From Chatbots to Collaborative AI Systems: Dust Secures Fresh Funding

Avatar photo

Artificial intelligence has rapidly entered the workplace, but most companies still use it in isolation. Employees prompt chatbots individually, receive answers privately, and move on, leaving valuable context and knowledge trapped inside disconnected conversations. While productivity may improve for individuals, organisations often fail to capture collective learning or long term operational intelligence. Agentic AI company Dust believes the next phase of AI adoption will move beyond isolated assistants toward collaborative AI systems shared across entire organisations, and investors are backing that vision with fresh capital.

Dust has raised $40 million in a Series B funding round led by Abstract and Sequoia, with participation from Snowflake and Datadog. With the latest financing, the company has now raised more than $60 million in total funding.

Building an Operating System for AI Agents

Dust describes itself as an operating system for AI agents designed to help organisations deploy, orchestrate, and govern fleets of specialised AI systems working alongside employees.

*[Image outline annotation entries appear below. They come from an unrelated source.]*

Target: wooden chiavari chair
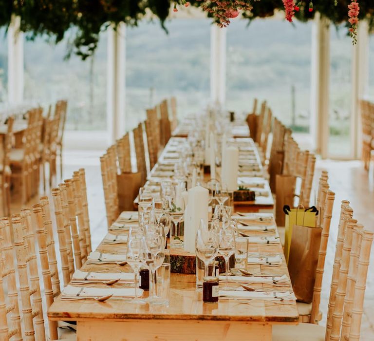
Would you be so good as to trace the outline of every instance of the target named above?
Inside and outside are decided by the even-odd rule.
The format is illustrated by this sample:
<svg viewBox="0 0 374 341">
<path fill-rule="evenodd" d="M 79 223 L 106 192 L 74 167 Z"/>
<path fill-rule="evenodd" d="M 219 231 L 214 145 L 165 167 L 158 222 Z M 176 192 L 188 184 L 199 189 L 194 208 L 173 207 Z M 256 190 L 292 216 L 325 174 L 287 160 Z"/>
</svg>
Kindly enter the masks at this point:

Rather than functioning as isolated chat assistants, Dust’s platform allows businesses to create AI agents connected directly to company knowledge, tools, workflows, and operational context. The platform is built around a shared collaboration layer where humans and AI agents operate together inside the same workspace using shared projects, conversations, files, notifications, tasks, and workflows.

The company refers to this model as “multiplayer AI,” where humans and AI systems collaborate continuously rather than interacting through isolated one to one prompts.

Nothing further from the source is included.